Massacres du 8 mai 1945 : La responsabilité de l’Etat français

Tous les historiens s’accordent à dire que les massacres du 8 Mai 1945 ont constitué un tournant décisif dans l’évolution de la pensée de la résistance algérienne et de l’établissement d’une nouvelle approche basée sur la règle selon laquelle «ce qui a été pris par la force ne peut être récupéré que par la force».

L’historien Mustapha Abid est revenu sur le contexte de cette date phare pour rappeler qu’au moment où les Français célébraient la victoire des Alliés sur l’Allemagne nazie à la fin de la Seconde Guerre mondiale, des dizaines de milliers d’Algériens descendaient dans les rues de Sétif, Guelma et Kherrata, ainsi que dans d’autres villes du pays, en réponse à l’appel à organiser une marche pacifique pour l’indépendance de l’Algérie. « Contre toute attente, la réaction de l’administration coloniale fut si féroce et violente qu’elle lança une vague de répression sanglante contre les manifestants non armés, tuant plus de 45.000 personnes », rappelle-t-il.

Pendant plusieurs semaines, les forces coloniales et leurs milices ont eu recours à toutes les formes de violences, avec des tueries qui n’ont pas épargné ni les enfants,  ni les femmes ni les personnes âgées. L’historien tient à faire remarquer que jusqu’à ce jour, le rapport de la commission d’enquête «Tubert», du nom du général Paul Tubert,  reste la seule source importante sur la vérité sur ce qui s’est passé lors de ces massacres. Si ce document ne dresse qu’une infime partie de la vérité historique, il évoque toutefois, dit-il, la situation qui prévalait avant le début de ces massacres ayant emporté des milliers d’Algériens. Aujourd’hui, recommande Abidi, toute la lumière doit être faite sur ces faits criminels et la responsabilité incombe aux historiens et aux instances chargées de la défense de la mémoire nationale. Dans ce sillage, l’historien n’a pas manqué de remercier le chef de l’Etat pour l’instauration de cette Journée nationale de la mémoire qui rend hommage aux sacrifices immenses du peuple algérien.

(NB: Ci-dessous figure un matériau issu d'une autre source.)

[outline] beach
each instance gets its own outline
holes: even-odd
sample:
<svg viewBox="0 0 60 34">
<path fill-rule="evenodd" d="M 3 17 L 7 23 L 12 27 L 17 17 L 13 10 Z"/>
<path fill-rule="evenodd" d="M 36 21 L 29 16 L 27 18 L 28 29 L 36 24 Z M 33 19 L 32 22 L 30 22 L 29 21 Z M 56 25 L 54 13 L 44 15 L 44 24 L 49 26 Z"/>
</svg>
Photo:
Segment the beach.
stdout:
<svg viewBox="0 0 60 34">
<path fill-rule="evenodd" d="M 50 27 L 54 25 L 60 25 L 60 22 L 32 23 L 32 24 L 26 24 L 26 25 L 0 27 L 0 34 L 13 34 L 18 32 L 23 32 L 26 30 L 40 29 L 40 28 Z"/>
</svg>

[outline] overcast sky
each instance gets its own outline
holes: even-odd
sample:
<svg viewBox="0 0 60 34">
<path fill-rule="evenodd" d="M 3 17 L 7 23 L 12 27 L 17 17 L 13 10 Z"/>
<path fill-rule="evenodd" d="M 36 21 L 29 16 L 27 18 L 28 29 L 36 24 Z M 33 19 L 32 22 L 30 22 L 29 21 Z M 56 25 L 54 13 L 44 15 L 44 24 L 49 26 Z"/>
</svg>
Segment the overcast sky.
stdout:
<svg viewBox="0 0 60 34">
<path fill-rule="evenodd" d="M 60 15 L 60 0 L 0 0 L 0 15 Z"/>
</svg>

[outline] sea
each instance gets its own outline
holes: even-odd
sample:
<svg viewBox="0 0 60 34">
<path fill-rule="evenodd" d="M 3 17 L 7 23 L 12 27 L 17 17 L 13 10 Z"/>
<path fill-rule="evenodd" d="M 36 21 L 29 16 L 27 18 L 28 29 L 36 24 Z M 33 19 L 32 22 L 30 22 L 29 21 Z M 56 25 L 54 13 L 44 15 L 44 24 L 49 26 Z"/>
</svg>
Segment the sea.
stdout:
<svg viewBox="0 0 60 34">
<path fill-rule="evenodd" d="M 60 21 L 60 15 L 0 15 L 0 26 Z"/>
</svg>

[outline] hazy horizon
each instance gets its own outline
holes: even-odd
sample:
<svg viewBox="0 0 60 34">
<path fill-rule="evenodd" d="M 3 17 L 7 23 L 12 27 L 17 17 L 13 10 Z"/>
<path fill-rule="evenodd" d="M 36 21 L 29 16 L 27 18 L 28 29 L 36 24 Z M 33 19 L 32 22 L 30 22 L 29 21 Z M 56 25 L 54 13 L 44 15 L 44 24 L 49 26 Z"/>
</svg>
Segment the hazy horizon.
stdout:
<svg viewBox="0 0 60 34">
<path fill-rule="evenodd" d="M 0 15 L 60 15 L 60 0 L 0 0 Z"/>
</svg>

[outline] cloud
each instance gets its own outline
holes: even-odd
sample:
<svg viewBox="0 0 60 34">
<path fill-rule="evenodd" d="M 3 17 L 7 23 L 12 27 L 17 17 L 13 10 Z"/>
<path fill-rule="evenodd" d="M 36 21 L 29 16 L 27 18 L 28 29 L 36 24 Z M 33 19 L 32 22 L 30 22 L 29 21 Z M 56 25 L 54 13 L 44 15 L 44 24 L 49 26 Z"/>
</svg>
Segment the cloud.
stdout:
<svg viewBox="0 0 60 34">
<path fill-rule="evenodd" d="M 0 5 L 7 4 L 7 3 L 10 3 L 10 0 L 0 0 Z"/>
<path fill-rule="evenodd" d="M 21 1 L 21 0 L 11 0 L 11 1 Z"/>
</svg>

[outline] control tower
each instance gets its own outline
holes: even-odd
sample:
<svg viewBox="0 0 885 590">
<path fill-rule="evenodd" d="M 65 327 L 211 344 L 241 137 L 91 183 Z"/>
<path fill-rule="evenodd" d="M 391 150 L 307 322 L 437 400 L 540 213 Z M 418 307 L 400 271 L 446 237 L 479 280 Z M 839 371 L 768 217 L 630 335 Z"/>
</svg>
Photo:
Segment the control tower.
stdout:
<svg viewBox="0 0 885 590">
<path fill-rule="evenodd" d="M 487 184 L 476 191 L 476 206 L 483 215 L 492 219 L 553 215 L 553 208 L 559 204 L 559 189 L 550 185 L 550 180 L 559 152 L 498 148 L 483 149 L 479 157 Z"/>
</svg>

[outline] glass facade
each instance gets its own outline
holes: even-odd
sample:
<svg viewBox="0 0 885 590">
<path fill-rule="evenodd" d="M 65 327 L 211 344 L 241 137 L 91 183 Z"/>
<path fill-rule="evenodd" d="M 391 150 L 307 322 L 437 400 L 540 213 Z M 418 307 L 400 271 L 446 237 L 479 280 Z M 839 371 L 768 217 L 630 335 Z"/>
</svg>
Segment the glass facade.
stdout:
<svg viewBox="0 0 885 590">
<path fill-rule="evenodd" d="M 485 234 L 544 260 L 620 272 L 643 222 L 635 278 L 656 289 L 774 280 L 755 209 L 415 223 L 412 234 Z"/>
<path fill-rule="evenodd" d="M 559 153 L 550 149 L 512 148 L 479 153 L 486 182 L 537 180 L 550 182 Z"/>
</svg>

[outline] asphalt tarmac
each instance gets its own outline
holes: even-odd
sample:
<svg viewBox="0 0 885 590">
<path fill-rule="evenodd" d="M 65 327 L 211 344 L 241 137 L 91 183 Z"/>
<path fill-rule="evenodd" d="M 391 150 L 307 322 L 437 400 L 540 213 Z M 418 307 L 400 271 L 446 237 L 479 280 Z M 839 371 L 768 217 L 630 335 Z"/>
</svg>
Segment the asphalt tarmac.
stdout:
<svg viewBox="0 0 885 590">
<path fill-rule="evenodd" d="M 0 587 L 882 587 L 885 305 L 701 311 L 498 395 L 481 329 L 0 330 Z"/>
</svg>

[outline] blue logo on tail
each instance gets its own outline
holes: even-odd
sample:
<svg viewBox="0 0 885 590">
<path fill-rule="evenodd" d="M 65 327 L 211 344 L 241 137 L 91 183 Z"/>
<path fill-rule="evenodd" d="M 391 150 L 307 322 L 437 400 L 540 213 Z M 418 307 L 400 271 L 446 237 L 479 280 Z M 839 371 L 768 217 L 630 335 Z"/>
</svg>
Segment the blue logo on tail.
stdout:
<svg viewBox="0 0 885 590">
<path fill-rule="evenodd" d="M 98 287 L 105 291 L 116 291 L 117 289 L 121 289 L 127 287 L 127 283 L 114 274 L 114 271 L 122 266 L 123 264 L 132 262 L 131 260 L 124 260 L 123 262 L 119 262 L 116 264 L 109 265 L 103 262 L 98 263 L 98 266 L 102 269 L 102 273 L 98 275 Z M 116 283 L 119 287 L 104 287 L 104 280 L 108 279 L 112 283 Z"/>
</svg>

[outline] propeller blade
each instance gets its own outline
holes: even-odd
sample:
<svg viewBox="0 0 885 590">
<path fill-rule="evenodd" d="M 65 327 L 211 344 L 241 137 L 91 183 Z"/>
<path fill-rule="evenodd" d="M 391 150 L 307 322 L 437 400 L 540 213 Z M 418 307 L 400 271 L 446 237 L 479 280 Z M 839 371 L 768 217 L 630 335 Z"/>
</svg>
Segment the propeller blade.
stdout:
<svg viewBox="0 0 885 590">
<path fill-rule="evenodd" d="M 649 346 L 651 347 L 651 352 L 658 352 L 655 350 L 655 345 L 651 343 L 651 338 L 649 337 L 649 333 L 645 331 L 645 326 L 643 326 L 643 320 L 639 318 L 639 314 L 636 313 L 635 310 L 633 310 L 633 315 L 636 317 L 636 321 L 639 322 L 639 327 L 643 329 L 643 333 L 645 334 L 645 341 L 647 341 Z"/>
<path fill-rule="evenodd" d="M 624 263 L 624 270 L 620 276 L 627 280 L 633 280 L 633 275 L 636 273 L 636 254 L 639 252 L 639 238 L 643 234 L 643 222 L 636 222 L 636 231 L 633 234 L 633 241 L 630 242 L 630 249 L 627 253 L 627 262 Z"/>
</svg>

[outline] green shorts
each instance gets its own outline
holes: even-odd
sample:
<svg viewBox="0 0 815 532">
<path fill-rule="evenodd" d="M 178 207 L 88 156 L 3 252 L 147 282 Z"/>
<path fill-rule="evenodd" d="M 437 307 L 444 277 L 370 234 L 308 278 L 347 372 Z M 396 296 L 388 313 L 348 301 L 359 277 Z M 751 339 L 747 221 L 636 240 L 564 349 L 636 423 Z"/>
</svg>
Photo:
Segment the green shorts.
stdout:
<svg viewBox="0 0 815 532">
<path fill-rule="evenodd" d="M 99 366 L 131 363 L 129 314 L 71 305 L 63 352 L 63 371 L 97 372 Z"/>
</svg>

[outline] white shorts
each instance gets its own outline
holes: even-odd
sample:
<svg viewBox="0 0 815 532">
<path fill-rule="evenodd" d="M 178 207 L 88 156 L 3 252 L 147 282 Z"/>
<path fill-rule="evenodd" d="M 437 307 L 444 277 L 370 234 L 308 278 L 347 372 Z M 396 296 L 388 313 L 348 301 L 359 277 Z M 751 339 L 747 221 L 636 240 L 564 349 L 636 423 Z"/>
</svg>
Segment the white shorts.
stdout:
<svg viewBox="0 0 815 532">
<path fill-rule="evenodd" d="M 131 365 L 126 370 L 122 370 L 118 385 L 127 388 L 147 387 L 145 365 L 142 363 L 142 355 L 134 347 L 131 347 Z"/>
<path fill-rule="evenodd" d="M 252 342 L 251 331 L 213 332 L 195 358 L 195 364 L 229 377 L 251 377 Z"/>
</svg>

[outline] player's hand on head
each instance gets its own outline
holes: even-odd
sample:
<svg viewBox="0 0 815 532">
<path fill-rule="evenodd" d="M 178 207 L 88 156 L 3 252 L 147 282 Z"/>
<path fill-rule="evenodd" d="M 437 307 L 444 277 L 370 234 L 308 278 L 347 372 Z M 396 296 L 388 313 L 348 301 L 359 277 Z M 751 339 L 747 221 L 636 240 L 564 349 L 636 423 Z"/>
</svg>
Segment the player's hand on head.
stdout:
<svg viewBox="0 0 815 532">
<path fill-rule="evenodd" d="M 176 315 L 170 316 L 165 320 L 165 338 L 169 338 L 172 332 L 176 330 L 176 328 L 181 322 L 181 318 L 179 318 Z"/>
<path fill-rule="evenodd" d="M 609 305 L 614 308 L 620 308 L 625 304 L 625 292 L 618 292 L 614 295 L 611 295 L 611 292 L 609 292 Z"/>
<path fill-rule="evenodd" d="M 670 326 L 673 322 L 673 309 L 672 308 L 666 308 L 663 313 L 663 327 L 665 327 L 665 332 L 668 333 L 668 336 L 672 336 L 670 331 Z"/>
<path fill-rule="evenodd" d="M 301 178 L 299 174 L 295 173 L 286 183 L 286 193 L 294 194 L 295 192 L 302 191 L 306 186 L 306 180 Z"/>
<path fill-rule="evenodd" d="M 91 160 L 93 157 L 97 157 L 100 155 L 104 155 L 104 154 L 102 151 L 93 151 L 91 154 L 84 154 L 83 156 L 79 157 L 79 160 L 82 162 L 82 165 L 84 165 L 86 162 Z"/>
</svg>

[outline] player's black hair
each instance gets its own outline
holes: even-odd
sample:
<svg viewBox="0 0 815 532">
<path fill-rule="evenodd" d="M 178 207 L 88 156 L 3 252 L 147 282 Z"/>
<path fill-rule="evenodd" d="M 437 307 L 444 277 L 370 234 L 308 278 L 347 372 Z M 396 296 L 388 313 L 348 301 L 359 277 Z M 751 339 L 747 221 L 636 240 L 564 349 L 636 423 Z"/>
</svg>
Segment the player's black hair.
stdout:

La responsabilité politique doit être prouvée

L’historien Sidali Ahmed Messaoud, de l’Université de M’sila, a rappelé, lui aussi,  que la Journée nationale de la mémoire est «lourde de sens», car elle incarne une date des plus symboliques de la Révolution nationale. C’est pour lui «un souvenir douloureux qu’a connu l’Algérie pendant la période coloniale» et qui doit être traité sous toutes ses facettes. Il a salué le processus engagé par les autorités publiques pour la collecte de témoignages au niveau local. Toutefois,  il fera remarquer que jusqu’à présent cet effort se concentre sur la responsabilité militaire, occultant ainsi complètement la responsabilité politique de l’occupant français.

«La responsabilité politique doit être démontrée, et il faut œuvrer à ce que cela se fasse dans le cadre des négociations engagées pour la reconnaissance des crimes commis en Algérie durant la guerre de Libération nationale», a-t-il insisté,  relevant que cette responsabilité politique incombe directement au général De Gaulle qui a donné l’ordre de tirer sur des milliers de manifestants désarmés. Dans ce sillage Messaoud rappelle que la presse américaine de l’époque et les consuls étrangers en Algérie ont reconnu ces crimes, « mais  la France continue de minimiser l’ampleur de ce génocide en remettant en cause même le nombre des victimes ».

Le chargé de l’organique au niveau de l’Association nationale pour la préservation de la mémoire, a mis en avant quant à lui le rôle primordial que doit assumer le mouvement associatif dans la préservation de la mémoire nationale et la transmission de l’histoire de la glorieuse guerre de Libération aux générations futures. Il a expliqué que l’Association traite de quatre dossiers importants et a pour mission de conforter l’Etat dans son œuvre visant à protéger les acquis historiques. Il souligne que les massacres du 8 Mai 1945 ont constitué un tournant décisif dans la guerre de Libération. « Il est du devoir de l’élite nationale d’élucider ces crimes à travers des initiatives communes regroupant des spécialistes et des historiens », juge-t-il.

Le responsable a néanmoins reconnu que ce dossier a pris une nouvelle dimension grâce à l’engagement du chef de l’Etat à protéger la mémoire et l’identité nationales. D’ailleurs, souligne-t-il, l’instauration de la Journée nationale de la mémoire s’inscrit dans le cadre des décisions prises par la plus haute autorité du pays visant la glorification des symboles de la Révolution.